📘Concept

Crawl Budget

최종 업데이트: May 13, 2026

Definition

Crawl budget is the number of pages Googlebot can and wants to crawl on your site within a given time frame. It combines crawl capacity (Google's limit) and crawl demand (Google's interest in your site).

Summary

Crawl budget matters mainly for large sites. Reduce low-value URLs, fix errors, strengthen internal links to important pages. GSC crawl stats show crawl patterns. Most sites under 100K URLs should prioritize content quality and indexing over crawl budget optimization.

When crawl budget matters

Google guidance

Google states crawl budget is rarely a concern for sites with fewer than ~100,000 URLs that update at most once per day. Most sites should focus on:

Content quality
Indexing coverage
Technical health

When to optimize crawl budget

Large sites: 100,000+ URLs, e-commerce, news, UGC
Frequent updates: Daily or hourly new content
Indexing delays: Important pages stuck in "Discovered — currently not indexed"
Crawl waste: Many duplicate, thin, or low-value URLs consuming crawl

Crawl budget components

Crawl capacity

Google's limit on how many URLs it can crawl without overloading your server. Affected by:

Server response time and stability
5xx errors (reduce crawl)
robots.txt and crawl rate settings in GSC

Crawl demand

Google's interest in crawling your site. Affected by:

Site popularity and authority
Content freshness and update frequency
Indexing value of URLs

Common crawl budget waste

Waste type	Example	Fix
Duplicate URLs	Parameter variants, www/non-www	Canonical, parameter handling
Thin/low-value pages	Tag pages, search results, filters	noindex, consolidate, reduce
Redirect chains	Multiple hops before final URL	Direct 301 redirects
Soft 404s	Empty pages returning 200	Fix content or 404/301
Blocked resources	CSS/JS blocked unnecessarily	Allow critical resources in robots.txt
Infinite spaces	Calendar pagination, session IDs	noindex, limit pagination

See Indexing Coverage Diagnosis for unindexed page causes.

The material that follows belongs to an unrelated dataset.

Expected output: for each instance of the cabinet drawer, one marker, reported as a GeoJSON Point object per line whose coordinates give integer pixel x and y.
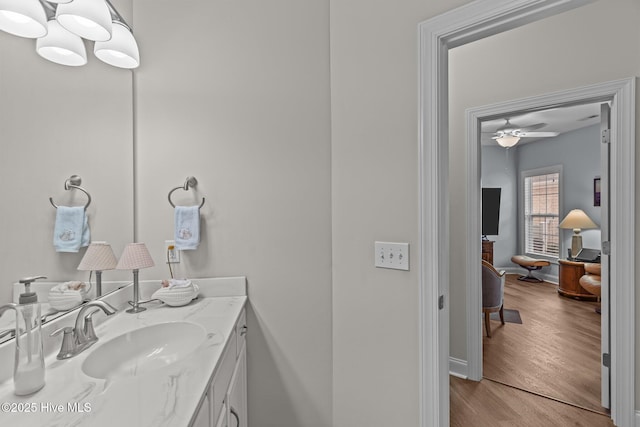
{"type": "Point", "coordinates": [223, 376]}
{"type": "Point", "coordinates": [241, 331]}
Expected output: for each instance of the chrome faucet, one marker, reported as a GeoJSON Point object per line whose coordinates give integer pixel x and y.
{"type": "Point", "coordinates": [82, 336]}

How to monitor crawl budget

GSC Crawl stats report

GSC → Settings → Crawl stats (if available)

Metrics: Total crawl requests, average response time, response code distribution

Use: Identify crawl spikes, error patterns, and response time issues.

Server log analysis

Analyze server logs for Googlebot requests. Tools: Screaming Frog Log Analyzer, custom scripts. Shows which URLs Googlebot crawls most.

URL Inspection sampling

GSC URL Inspection → check "Last crawl" dates for important pages. Old crawl dates may indicate low crawl priority.

Five crawl budget optimization strategies

1. Reduce low-value URL count

noindex or remove tag pages, internal search results, faceted navigation duplicates. Consolidate similar content.

2. Fix crawl errors

Resolve 5xx, redirect loops, and soft 404s. Errors waste crawl and reduce capacity.

3. Optimize sitemap

Submit sitemap with important URLs only. Remove deleted or noindex URLs from sitemap. See Sitemap for details.

4. Strengthen internal linking

Important pages need strong internal links to signal crawl priority. Orphan pages get less crawl.

5. Improve server performance

Faster response times allow more crawl within capacity. Core Web Vitals and server stability matter.

robots.txt and crawl budget

Blocking URLs in robots.txt prevents crawl but does not remove from index if already indexed. Use noindex for pages you don't want indexed. See How to Allow AI Bots in robots.txt for AI bot considerations.

Local market application

Crawl budget for local sites

Most local business sites have few URLs — crawl budget rarely an issue. Focus on indexing and content quality. Multi-location sites with many location pages may need crawl optimization.

CMS and hosting

Some CMS generate many low-value URLs (tags, archives). Audit and noindex or consolidate to preserve crawl for important pages.

Frequently asked questions

Q. Should I use "Crawl rate" in GSC?
A. Google recommends leaving default unless server is overloaded. Reducing crawl rate can delay indexing; increasing rarely helps.

Q. Does blocking CSS/JS hurt crawl budget?
A. Blocking render-critical resources can prevent proper rendering and indexing. Allow Googlebot to access CSS/JS needed to render content.

Q. How do I know if crawl budget is my problem?
A. Important pages stuck "Discovered — currently not indexed" for months, GSC crawl stats show high crawl on low-value URLs, or server logs show Googlebot hitting duplicates/thin pages heavily.

Q. Does crawl budget affect AI bots?
A. AI bots (GPTBot, etc.) have separate crawl behavior. robots.txt controls them independently. See AI Bots robots.txt Matrix for details.

Q. Can I request more crawl budget?
A. No direct request. Improve site quality, fix errors, reduce waste — Google allocates more crawl to valuable, healthy sites.